Non v'è dubbio che il marxismo non intende giustificare la violenza come condizione insuperabile della società umana; esso è, al contrario convinto che dalla violenza, che distrugge la reale violenza del presunto ordine legale, uscirà una società senza violenza. La violenza del contropotere eliminerà la violenza del potere, per creare infine una società umana senza stato e senza violenza. La violenza, per il marxismo, è strumentale, non definitiva; essa dura quanto la rivoluzione, per distruggere la violenza borghese, e quanto la dittatura del proletariato, per impedire la controrivoluzione.

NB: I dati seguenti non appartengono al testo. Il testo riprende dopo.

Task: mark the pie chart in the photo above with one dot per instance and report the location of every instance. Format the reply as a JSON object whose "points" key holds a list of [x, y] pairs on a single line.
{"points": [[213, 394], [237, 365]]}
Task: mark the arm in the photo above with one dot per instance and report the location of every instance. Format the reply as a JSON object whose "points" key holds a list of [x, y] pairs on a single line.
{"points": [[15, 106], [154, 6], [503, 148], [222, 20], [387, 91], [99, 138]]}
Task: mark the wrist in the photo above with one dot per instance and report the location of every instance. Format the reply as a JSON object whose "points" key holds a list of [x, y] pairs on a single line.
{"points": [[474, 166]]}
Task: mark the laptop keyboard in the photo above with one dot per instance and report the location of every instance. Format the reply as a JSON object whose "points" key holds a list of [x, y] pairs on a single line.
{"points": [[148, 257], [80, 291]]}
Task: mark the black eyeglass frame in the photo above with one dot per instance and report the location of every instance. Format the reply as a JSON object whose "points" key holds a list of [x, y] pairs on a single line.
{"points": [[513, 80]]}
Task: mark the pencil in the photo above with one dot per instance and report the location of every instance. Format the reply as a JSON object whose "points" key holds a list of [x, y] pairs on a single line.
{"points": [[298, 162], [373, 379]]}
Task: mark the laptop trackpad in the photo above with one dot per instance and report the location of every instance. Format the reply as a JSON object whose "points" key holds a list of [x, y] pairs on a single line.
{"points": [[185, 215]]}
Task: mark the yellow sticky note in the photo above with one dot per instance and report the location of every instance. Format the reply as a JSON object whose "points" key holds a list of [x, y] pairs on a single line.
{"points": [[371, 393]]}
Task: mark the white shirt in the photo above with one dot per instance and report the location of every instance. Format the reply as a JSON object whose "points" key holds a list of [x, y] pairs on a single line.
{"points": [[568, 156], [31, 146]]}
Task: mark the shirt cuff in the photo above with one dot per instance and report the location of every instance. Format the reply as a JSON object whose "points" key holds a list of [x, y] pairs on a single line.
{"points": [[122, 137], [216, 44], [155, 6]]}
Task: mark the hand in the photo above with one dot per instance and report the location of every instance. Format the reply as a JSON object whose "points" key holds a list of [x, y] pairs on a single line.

La violenza, dunque, che esclude la misericordia come tradimento, è valida solo quando è usata a fin di bene - ossia per costruire una società socialista. Nel suo libro L'estremismo come malattia infantile del comunismo ciò che Lenin rimprovera agli estremisti non è l'uso della violenza, ma l'uso irrazionale della violenza. Ciò che deve fare il militante è la razionalizzazione della violenza e la sua associazione con le forme pacifiche della democrazia: "La dittatura del proletariato è una lotta tenace, cruenta e incruenta, violenta e pacifica, militare ed economica, pedagogica ed amministrativa, contro le forze e le tradizioni della vecchia società".

Sarebbe inesatto far coincidere la cultura della violenza con il marxismo; ma sarebbe anche superficiale non riconoscere che il marxismo è la più rigorosa giustificazione della violenza rivoluzionaria in nome dell'utopia messianica della società buona (Bloch: il "regno di Dio senza Dio"). Ora in questa unione di utopia e violenza, il secondo XX (che Lenin aveva profetizzato secondo di guerre e di rivoluzioni) ha visto allontanarsi sempre più l'utopia (il "Dio in avanti") ed estendersi irrefrenabilmente la violenza in tutte le sue forme, sia nei rapporti tra le nazioni, sia tra le classi, sia tra le persone. La violenza è, ormai, un fatto ecumenico e la stessa pace, diffidente e precaria, si regge solo sul timore della violenza onnidistruttiva degli armamenti nucleati. E la società nate dalla violenza rivoluzionaria, lungi dal costituirsi in convivenze libere di uomini solidali, si sono consolidate nell'universo concentrazionario del collettivismo burocratico, che in nome della totale socialità entra in tutte le sfere di vita e ne scaccia la libertà e la solidarietà.

Ricordare le tristi statistiche dell'aumento della violenza nel nostro paese è superfluo, tanto l'evidenza del fenomeno ci è davanti agli occhi. Gli atti distruttivi delle persone e dei beni non sono soltanto in crescita costante, ma assumono forme di cinismo inaudite.

La vecchia ideologia, che pretendeva di spiegare la violenza in termini di miseria, ingiustizia ed emarginazione, non è più in grado di dare ragione di episodi di violenza così crudele come il tenere in cella frigorifera un sequestrato morto per estorcere altro danaro alla famiglia facendolo credere vivo; o come il rogo, da parte di alcuni giovani, di una ragazza di quattordici anni, che non voleva prostituirsi.

L'antimisericordia non potrebbe mostrarsi più legata alla cultura della violenza, nella quale, come leggiamo al paragrafo 12 della "Dives in misericordia", "sulla giustizia hanno preso il sopravvento altre forme negative, quali il rancore, l'odio e perfino la crudeltà".

Una violenza così diffusa e frequente non potrebbe certo essere superata da nessuna ideologia o da nessuna utopia, ma solo dal riconoscimento della dimensione soprannaturale dell'uomo, che mi è fratello in quanto siamo figli di uno stesso padre e di una stessa madre.

Si può rifiutare la cultura della violenza solo distinguendo la forza dalla violenza e rifiutando la violenza in ogni caso, secondo l'imperativo della dottrina sociale della Chiesa, così efficacemente espresso al paragrafo 31 dell'Enciclica "Populorum progressio" di Paolo VI: "la violenza provoca nuova violenza; non si può combattere un male a prezzo di un male più grande". E nel "Discorso di Puebla" Giovanni Paolo II ha mostrato l'equivoco della scelta, compiuta anche da certi religiosi, spinti dalla cosiddetta "teologia della liberazione", di un impegno di violenza rivoluzionaria in favore degli oppressi. Alla cultura della violenza il cristiano oppone la legge della verità e della giustizia: la levatrice della storia non è la violenza, ma la croce, che è frutto di carità e misericordia.